Figure 6 shows an exploded view of an adapter in accordance with some embodiments of the present disclosure. In some embodiments, the adapter includes a body and a receiving shaft 66 disposed within and rotatably supported by the body. The body includes a base 61 and a cover 62 mechanically attached to the base 61 . The receiving shaft 66 is arranged on the base 61 and cover 62. In some embodiments, receiving shaft 66 includes receiving yoke 66-1 and chuck 66-2 opposite receiving yoke 66-1. Chuck 66-2 is configured to hold a surgical tool (ie, surgical tool T1 in Figure 1). The chuck 66-2 is aligned with a through hole in the cover 62 into which a surgical tool can be inserted. The receiving yoke 66-1 is exposed on the outside of the adapter. In this way, the receiving yoke 66-1 can receive the mechanical force from the drive shaft. Contact between the receiving yoke 66-1 and the drive shaft is designed to be as minimal as possible to prevent the generation of noise. In some embodiments, a groove (not shown) is formed on the receiving yoke 66-1, which groove is complementary to a protrusion of the drive shaft (ie, protrusion 41-1 in Figure 5) to receive the mechanical force.

In some embodiments, the adapter also includes first bearing 63 and second bearing 64 . In some embodiments, the first bearing 63 and the second bearing 64 are flanged bearings, in which extensions or lips on the outer rings of the bearings are designed to aid in mounting and positioning of the bearings. In some embodiments, the flange of the first bearing 63 is positioned on the surface of the base 61 facing the cover 62 . In some embodiments, the flange of the second bearing 64 is positioned on a surface of the base 61 facing away from the cover 62 .

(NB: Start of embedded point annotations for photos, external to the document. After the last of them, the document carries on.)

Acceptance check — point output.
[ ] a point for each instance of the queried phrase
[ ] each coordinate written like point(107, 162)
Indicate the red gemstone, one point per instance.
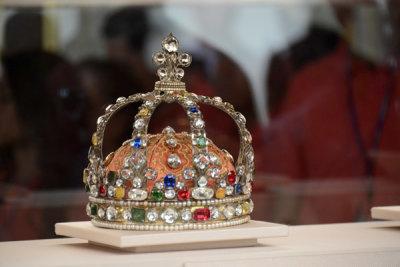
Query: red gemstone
point(201, 215)
point(183, 194)
point(102, 190)
point(231, 177)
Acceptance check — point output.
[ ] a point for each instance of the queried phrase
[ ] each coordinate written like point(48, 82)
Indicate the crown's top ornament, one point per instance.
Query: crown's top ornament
point(169, 181)
point(171, 60)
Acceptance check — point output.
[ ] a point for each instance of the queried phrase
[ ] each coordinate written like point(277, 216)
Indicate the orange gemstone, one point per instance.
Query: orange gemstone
point(220, 192)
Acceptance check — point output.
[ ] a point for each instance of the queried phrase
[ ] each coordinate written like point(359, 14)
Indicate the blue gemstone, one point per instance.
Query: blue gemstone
point(137, 142)
point(238, 189)
point(194, 110)
point(169, 181)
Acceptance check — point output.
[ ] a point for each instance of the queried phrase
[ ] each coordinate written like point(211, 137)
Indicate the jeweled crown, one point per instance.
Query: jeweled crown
point(169, 181)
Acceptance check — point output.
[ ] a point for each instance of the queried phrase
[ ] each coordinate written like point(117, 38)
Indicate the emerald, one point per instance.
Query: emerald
point(111, 177)
point(93, 210)
point(201, 141)
point(138, 215)
point(156, 195)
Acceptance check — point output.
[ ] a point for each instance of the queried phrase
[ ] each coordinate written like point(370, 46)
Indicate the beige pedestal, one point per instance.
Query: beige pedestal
point(148, 241)
point(390, 213)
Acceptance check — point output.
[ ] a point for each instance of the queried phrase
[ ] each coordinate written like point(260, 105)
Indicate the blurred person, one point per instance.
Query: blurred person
point(337, 130)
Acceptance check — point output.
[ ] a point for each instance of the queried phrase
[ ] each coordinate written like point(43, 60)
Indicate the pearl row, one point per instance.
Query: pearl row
point(187, 203)
point(187, 226)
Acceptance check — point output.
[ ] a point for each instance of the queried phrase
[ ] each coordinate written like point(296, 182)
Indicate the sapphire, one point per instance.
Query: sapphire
point(169, 181)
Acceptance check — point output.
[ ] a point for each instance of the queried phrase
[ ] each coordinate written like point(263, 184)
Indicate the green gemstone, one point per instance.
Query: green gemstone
point(156, 195)
point(93, 210)
point(111, 177)
point(138, 215)
point(201, 141)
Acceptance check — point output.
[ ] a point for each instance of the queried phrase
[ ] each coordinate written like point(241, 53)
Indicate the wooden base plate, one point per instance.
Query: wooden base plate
point(390, 213)
point(148, 241)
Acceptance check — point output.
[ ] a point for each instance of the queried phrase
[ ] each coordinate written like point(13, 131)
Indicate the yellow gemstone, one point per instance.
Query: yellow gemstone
point(246, 207)
point(119, 192)
point(95, 139)
point(220, 192)
point(144, 112)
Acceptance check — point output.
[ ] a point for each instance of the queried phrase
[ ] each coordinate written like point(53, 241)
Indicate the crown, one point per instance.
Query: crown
point(169, 181)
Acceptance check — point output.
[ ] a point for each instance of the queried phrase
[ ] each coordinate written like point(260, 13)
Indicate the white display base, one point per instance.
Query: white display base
point(148, 241)
point(390, 213)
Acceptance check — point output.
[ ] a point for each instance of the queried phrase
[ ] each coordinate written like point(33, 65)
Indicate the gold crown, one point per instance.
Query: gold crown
point(169, 181)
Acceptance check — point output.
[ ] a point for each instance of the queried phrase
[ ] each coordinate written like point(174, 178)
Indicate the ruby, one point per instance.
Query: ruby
point(183, 194)
point(231, 177)
point(201, 215)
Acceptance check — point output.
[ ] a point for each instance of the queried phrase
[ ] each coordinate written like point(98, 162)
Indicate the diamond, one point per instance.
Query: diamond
point(220, 192)
point(101, 213)
point(186, 215)
point(201, 141)
point(238, 210)
point(215, 172)
point(201, 215)
point(127, 214)
point(228, 212)
point(202, 193)
point(156, 195)
point(229, 190)
point(183, 194)
point(111, 213)
point(111, 191)
point(198, 123)
point(174, 161)
point(137, 194)
point(189, 173)
point(159, 185)
point(169, 215)
point(169, 194)
point(138, 215)
point(214, 213)
point(119, 192)
point(152, 216)
point(201, 160)
point(169, 181)
point(102, 190)
point(139, 124)
point(137, 142)
point(94, 191)
point(231, 177)
point(202, 181)
point(93, 210)
point(137, 159)
point(150, 174)
point(119, 182)
point(126, 173)
point(137, 182)
point(194, 110)
point(172, 142)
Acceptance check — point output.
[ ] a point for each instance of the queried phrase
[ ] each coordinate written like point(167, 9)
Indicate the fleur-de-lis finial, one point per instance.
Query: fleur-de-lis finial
point(171, 60)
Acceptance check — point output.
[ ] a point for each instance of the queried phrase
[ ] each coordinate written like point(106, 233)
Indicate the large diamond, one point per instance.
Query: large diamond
point(174, 161)
point(111, 213)
point(169, 215)
point(201, 160)
point(189, 173)
point(137, 159)
point(202, 193)
point(137, 194)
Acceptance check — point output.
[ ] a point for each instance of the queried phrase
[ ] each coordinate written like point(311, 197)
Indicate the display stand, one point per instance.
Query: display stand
point(390, 213)
point(149, 241)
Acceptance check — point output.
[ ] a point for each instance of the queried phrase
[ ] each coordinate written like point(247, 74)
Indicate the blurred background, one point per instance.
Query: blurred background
point(318, 82)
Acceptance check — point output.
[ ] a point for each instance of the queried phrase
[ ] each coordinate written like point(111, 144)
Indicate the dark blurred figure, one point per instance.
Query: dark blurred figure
point(125, 32)
point(337, 130)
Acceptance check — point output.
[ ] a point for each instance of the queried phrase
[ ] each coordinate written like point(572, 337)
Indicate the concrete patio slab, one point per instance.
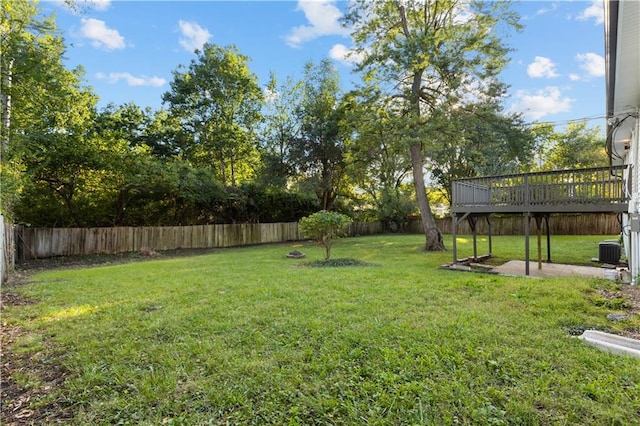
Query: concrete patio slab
point(549, 270)
point(613, 343)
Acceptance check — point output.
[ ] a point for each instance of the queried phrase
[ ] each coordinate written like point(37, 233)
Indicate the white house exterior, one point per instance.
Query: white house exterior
point(622, 56)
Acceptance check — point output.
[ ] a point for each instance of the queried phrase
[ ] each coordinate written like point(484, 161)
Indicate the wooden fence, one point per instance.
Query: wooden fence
point(49, 242)
point(562, 224)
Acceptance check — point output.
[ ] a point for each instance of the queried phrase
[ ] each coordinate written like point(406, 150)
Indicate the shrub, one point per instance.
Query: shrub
point(324, 227)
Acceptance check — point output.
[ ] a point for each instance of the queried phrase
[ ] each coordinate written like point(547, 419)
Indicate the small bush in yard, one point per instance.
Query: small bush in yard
point(324, 227)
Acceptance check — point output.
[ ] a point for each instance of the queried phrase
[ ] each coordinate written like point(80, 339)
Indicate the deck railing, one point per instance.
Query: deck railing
point(593, 189)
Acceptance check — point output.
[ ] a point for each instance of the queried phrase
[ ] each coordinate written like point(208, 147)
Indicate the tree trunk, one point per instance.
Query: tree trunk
point(434, 241)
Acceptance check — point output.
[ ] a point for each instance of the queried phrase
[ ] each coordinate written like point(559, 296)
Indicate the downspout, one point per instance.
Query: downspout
point(634, 205)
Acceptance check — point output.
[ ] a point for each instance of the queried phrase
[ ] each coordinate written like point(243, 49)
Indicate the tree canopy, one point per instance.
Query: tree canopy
point(224, 149)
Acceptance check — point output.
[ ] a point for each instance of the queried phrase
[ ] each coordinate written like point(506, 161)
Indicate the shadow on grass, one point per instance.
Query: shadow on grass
point(332, 263)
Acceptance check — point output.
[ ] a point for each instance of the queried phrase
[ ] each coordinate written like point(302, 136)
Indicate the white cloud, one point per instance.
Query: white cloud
point(324, 19)
point(100, 35)
point(542, 67)
point(132, 80)
point(99, 4)
point(193, 35)
point(544, 11)
point(85, 6)
point(592, 63)
point(595, 11)
point(543, 102)
point(342, 53)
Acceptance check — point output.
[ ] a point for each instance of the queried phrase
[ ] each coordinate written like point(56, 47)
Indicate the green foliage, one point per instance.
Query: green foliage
point(426, 55)
point(394, 209)
point(247, 336)
point(478, 140)
point(217, 101)
point(317, 154)
point(324, 227)
point(575, 147)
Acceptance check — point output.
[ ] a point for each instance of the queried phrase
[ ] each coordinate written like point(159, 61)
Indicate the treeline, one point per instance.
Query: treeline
point(223, 149)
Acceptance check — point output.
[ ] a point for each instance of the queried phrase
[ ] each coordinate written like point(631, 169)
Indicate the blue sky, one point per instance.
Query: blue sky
point(130, 48)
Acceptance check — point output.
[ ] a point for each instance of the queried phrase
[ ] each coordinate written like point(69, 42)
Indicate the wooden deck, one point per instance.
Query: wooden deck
point(536, 195)
point(563, 191)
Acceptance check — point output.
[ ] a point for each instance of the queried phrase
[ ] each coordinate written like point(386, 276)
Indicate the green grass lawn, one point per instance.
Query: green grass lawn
point(247, 336)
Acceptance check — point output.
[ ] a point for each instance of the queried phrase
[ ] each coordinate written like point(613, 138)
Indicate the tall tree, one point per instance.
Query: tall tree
point(477, 140)
point(432, 53)
point(280, 129)
point(47, 136)
point(217, 101)
point(318, 155)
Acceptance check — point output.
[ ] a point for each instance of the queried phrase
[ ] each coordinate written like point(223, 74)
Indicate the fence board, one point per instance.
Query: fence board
point(31, 243)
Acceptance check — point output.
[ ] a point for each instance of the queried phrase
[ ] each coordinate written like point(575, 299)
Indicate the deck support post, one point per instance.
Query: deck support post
point(548, 228)
point(454, 225)
point(527, 219)
point(473, 221)
point(489, 229)
point(539, 235)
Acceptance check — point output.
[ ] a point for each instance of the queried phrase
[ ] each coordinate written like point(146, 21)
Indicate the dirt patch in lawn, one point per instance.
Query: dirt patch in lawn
point(626, 297)
point(27, 404)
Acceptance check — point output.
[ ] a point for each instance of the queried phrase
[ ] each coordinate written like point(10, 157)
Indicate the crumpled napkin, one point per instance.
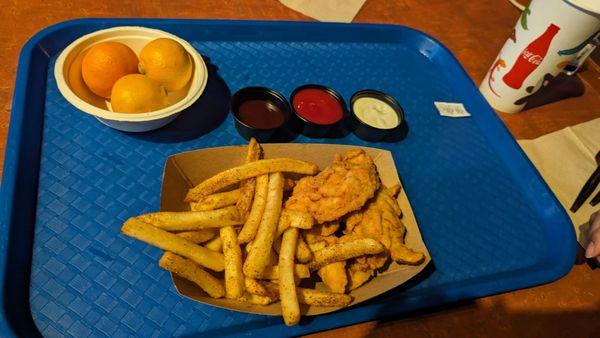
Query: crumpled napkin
point(326, 10)
point(565, 159)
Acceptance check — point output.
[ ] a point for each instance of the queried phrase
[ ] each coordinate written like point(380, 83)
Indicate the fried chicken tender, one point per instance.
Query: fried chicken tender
point(380, 220)
point(334, 274)
point(343, 187)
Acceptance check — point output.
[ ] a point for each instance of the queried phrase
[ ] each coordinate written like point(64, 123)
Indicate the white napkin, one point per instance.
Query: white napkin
point(565, 159)
point(326, 10)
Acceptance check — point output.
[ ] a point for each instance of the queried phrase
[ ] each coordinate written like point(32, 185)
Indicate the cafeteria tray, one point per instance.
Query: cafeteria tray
point(488, 219)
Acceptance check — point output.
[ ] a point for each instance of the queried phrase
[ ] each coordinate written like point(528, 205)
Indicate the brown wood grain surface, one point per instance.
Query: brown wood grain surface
point(474, 31)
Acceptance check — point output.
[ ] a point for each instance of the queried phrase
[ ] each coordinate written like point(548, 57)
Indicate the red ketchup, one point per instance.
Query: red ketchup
point(317, 106)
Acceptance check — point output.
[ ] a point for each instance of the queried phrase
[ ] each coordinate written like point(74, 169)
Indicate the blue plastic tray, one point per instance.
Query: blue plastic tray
point(489, 221)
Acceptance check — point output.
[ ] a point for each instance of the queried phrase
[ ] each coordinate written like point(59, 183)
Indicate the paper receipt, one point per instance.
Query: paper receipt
point(449, 109)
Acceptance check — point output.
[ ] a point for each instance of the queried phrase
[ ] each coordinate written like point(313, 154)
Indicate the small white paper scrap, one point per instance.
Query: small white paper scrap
point(449, 109)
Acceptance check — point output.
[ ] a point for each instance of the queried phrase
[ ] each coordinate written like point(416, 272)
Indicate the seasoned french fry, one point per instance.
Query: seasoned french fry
point(170, 242)
point(334, 276)
point(303, 252)
point(289, 184)
point(199, 236)
point(297, 219)
point(189, 270)
point(253, 169)
point(316, 246)
point(343, 251)
point(234, 277)
point(322, 298)
point(358, 274)
point(326, 229)
point(215, 244)
point(216, 201)
point(256, 288)
point(259, 202)
point(287, 287)
point(192, 220)
point(247, 186)
point(257, 299)
point(272, 272)
point(258, 258)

In some embodiments, the adapter also includes a retaining ring 65. In some embodiments, the retaining ring 65 is mounted radially on the groove 66 - 3 of the receiving shaft 66 . Retaining ring 65 may be a C-shaped ring. In some embodiments, the diameter of receiving yoke 66-1 is greater than the diameter of chuck 66-2. In this way, the diameter of the receiving yoke 66 - 1 is wider than the inner rings of the first bearing 63 and the second bearing 64 . The first bearing 63 and the second bearing 64 may be sandwiched between the receiving yoke 66 - 1 and the retaining ring 65 . Therefore, the receiving yoke 66 - 1 and the retaining ring 65 serve to assist in the installation and positioning of the receiving shaft 66 .

Figure 7 shows an isometric view of a machine module in accordance with some embodiments of the present disclosure. In some embodiments, the machine module 80 is mechanically attached to the base platform 70 of the parallel manipulator. In some embodiments, machine module 80 includes: a plurality of actuators 81 configured to control movement of a plurality of arms of a parallel manipulator (i.e., arms 11-3 in Figure 1); and Shaft motor 82 configured to generate mechanical force for manipulating the surgical tool (ie, surgical tool T1 in FIG. 1 ).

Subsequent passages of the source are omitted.